Regulatory Compliance Advisor
$150k - $160kFltr New Mexico
The Regulatory Compliance Advisor is responsible for overseeing Regulatory
compliance and the Quality Review process that supports compliance to state and federal
regulations, as well as GHC policies and procedures. He/she will oversee the process to
ensure quality reviews will be conducted at each center a minimum of annually. This
role will collaborate with Market Advisors, Market Clinical Advisors, Center Leadership,
food and nutrition services, rehab services, property management, and others as needed,
to ensure their involvement in the process.
1. Collaborate with Market teams to create an overall survey improvement plan as well as
individual center survey improvement plans to include focus on past survey history,
Quality Review results, leadership training needs and a roadmap for completion of CEP’s
2. Establish priority centers based on Health Inspection ratings, SFF status, Government
oversight, Special licenses, or other special circumstances.
3. Participate in Quality Reviews in the Market. Ensure the Quality Review is scheduled no
less than 90 days prior to the survey window opening.
4. Provide support during all Health inspections on site or remotely during the survey,
ensure plan of correction is submitted timely and validate readiness for revisit.
5. Collaborate with Market Advisor, Clinical Advisor or other designated Market team
members to ensure coordination and appropriate selection of team members, sample
selection, and informing the Center of the date and items needed for the Quality Review.
6. Will ensure the approved Quality Review process will be followed accordingly and
Critical Element Pathways are utilized. Support Market team in assessing center staff’s
ability to identify issues.
7. Oversee that coaching is part of Quality Review process for Center staff in survey
management to help them build confidence and be well prepared for the survey.
8. Ensures process in place for an informal exit review with the Center staff so center may
begin immediate correction of identified issues.
9. Ensure process is in place for Quality Review findings report is provided to the
Administrator within 10 days of the Quality Review Collaborate with others to identify
resources/processes needed to assure action plan has been completed prior to survey
a. Schedule validation visit.
10. Provide feedback to the National team to ensure the Quality Review process remains current with changing regulations.
11. Analyze effectiveness of Quality Review process by comparing Quality Review and
actual survey findings.
12. Maintain knowledge of state and federal long-term care regulations.
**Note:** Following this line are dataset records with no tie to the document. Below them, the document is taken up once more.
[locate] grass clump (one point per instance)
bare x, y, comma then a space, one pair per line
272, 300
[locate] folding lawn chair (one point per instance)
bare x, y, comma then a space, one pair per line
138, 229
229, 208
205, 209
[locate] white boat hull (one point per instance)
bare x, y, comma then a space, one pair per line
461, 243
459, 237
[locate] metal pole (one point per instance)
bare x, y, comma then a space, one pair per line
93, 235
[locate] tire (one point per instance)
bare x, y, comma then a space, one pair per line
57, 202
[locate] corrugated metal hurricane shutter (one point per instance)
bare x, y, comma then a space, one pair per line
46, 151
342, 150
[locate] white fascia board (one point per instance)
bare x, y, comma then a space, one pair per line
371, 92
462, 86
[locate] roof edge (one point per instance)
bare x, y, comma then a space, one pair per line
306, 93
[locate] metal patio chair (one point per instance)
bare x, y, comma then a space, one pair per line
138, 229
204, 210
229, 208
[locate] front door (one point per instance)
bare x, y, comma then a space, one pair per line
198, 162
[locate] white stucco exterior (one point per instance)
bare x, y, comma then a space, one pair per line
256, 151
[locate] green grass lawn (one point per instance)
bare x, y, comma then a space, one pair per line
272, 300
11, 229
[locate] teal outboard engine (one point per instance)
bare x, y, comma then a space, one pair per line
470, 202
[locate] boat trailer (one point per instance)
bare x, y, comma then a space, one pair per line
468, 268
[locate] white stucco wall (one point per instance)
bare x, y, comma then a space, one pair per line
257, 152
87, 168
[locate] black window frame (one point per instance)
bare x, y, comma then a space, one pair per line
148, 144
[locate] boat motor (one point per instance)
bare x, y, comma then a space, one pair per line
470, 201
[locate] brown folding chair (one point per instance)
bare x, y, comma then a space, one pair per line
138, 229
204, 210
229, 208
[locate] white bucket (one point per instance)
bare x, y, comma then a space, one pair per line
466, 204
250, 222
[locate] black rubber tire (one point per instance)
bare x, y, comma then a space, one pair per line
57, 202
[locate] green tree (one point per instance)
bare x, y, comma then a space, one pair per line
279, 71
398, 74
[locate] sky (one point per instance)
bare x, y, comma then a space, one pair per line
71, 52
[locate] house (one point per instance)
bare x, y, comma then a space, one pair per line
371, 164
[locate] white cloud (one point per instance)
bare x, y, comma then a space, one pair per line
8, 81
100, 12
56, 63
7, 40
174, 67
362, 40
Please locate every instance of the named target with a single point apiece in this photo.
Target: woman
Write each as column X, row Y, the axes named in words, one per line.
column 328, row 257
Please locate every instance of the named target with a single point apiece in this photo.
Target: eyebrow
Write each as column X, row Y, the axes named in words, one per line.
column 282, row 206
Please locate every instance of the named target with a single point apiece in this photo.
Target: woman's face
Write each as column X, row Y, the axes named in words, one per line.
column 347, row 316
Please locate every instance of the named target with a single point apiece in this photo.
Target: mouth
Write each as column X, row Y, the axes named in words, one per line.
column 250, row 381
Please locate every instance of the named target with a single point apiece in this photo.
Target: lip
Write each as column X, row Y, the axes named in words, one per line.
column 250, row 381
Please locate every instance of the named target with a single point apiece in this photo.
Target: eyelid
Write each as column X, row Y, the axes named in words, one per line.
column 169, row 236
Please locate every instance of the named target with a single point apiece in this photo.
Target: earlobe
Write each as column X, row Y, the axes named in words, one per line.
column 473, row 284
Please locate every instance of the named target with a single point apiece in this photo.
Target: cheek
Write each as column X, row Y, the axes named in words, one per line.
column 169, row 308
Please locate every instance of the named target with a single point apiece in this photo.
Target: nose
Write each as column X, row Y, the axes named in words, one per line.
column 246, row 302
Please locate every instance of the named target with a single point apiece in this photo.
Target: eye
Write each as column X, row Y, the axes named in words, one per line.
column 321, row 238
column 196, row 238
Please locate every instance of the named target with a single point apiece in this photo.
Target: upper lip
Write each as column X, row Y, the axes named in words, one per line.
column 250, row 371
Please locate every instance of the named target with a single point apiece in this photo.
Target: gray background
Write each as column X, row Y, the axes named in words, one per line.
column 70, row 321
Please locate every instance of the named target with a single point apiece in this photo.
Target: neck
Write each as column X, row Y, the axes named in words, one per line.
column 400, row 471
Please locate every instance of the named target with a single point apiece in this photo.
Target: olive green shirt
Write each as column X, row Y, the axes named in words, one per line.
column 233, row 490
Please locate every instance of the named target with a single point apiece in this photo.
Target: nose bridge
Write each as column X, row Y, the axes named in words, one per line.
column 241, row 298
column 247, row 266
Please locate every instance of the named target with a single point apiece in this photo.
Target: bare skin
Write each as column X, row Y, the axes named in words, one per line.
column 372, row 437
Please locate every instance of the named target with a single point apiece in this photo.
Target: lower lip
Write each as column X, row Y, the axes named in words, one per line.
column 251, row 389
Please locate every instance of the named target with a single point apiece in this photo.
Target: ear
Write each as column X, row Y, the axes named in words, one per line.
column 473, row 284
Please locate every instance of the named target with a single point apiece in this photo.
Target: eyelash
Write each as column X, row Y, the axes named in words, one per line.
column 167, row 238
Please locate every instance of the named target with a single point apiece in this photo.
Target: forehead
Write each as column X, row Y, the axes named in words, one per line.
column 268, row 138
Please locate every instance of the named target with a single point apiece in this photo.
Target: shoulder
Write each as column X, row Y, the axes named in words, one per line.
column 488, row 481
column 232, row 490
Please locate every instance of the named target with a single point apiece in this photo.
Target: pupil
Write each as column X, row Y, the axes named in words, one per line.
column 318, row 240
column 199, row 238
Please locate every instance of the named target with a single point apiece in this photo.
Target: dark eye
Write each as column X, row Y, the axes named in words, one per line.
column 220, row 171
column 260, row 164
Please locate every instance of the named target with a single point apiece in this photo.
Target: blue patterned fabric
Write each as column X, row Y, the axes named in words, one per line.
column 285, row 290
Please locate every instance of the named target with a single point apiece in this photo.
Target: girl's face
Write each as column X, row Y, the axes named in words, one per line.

13. Be a resource for federal and state regulatory changes and inform Market team and
Center leaders of regulatory changes.
14. Ensure processes in place to evaluate Center staff ability to manage the survey process
and interact with surveyors.
15. Prepare and present training sessions for Market related to survey process, regulatory
guidelines and any other related issue identified in coordination with the Market/National
team.
16. Provide feedback regarding findings and need for changes to policies, programs, or
training.
17. Ensure survey information has been entered into the regulatory tracking system.
18. Works with Market and National team as appropriate to:
a. Respond to critical events
b. Support clinical and operations practice
c. Leadership and direction on key clinical projects;
19. Establish relationships with regional CMS staff and state survey agencies
20. Identify SFF Centers, SFF candidate centers, Low Health Inspection Star ratings and
implement Focus Center calls
21. Collaborates with the Market Team to understand and improve the quality outcomes for
residents, families and staff at designated centers.
22. Serve as resource expert on available resources including but not limited to Team TSI,
Compliance Store, AAPCN, Care Data Hub., QSEP
23. Meet with New NHA/DON’s to review survey history and educate on Genesis tools and
resources related to Regulatory compliance.
24. Other duties as assigned.
1. R.N. or Bachelors in healthcare field preferred. Three to five years of experience
in the long-term care industry with preferred experience in regulatory compliance.
2. Must have an understanding of long-term care guidelines and regulations and be
knowledgeable in the state survey process.
3. Must be proficient in observation of both resident care and the Center
environment, and reviewing charts and other regulatory documentation requirements.
4. Must be experienced in interpreting the regulation and associated F-tags and
applying them to the findings.
5. Must be knowledgeable of the CMS enforcement process related to surveys, i.e.,
CMPs, DPNAs, etc.
6. Must be able to travel extensively.